A Systematic Approach to Algorithms

Vijay K. Garg · The University of Texas at Austin

Chapter 5. Sorting Algorithms

Comparison-based sorting algorithms in classical imperative form — the schedules underlying the LLP forms.

This page: Classical forms. View LLP forms »

This page collects the classical / sequential implementations of the algorithms developed in this chapter. The lattice-linear (LLP) reformulations and chapter setup live on the LLP companion page.

BubbleSort

Repeated passes of adjacent compare-and-swap until a complete pass makes no swaps.

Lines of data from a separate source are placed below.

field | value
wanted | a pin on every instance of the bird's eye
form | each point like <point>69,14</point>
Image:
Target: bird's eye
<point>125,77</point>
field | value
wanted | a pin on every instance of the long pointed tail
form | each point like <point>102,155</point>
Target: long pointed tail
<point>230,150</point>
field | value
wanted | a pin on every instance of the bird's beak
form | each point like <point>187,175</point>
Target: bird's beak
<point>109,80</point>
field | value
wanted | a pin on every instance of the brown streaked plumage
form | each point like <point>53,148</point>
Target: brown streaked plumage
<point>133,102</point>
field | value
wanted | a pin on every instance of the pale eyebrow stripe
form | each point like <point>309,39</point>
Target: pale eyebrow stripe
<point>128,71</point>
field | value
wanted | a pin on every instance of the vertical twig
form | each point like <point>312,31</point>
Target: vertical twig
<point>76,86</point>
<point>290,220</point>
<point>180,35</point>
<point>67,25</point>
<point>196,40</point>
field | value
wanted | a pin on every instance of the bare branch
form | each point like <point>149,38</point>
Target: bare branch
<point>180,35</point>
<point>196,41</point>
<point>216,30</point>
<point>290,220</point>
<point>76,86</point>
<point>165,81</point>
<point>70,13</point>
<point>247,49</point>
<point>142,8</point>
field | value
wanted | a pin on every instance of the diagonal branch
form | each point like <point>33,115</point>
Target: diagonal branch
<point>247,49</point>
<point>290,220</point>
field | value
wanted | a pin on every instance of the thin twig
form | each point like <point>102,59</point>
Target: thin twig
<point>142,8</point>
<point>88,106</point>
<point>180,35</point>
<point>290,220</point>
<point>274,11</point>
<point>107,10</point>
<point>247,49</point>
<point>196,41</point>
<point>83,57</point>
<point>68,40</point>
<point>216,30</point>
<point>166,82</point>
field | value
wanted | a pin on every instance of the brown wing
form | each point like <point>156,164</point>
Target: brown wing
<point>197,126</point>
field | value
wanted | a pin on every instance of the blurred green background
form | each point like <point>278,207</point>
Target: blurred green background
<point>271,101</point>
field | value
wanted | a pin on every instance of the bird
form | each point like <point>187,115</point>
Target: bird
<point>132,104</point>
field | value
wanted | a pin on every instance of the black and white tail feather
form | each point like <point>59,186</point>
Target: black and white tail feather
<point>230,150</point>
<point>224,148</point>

Time complexity: $O(n^2)$, where $n$ is the size of the array.

InsertionSort

Builds a sorted prefix by walking each new element down to its correct slot via adjacent swaps.

Time complexity: $O(n^2)$, where $n$ is the size of the array.

Merge

Out-of-place merge of two sorted arrays into a third. The basic building block of MergeSort.

Time complexity: $O(n_1 + n_2)$, where $n_1$ and $n_2$ are the sizes of the two input arrays.

MergeSort

Sequential merge sort. The two recursive calls on the halves are composed with ; instead of [ ... [] ... ]; the parallel form lives in Chapter 10. The demo runs the bottom-up schedule of merges — sizes $1, 2, 4, \ldots$ — one merge per Step.

Time complexity: $O(n \log n)$, where $n$ is the size of the array.

QuickSort

Sequential QuickSort with Lomuto partition (pivot = rightmost element). The two recursive calls on the partition halves are composed with ;; the parallel form lives in Chapter 10. The demo maintains a stack of pending intervals — each Step pops the top and partitions it.

Time complexity: $O(n^2)$ worst case, $O(n \log n)$ on average, where $n$ is the size of the array.

ThreeWayPartition

Dutch-flag partition: splits $A[\ell..h)$ into less-than-pivot, equal-to-pivot, and greater-than-pivot regions. Used by Quicksort variants.

Time complexity: $O(n)$, where $n$ is the size of the input range.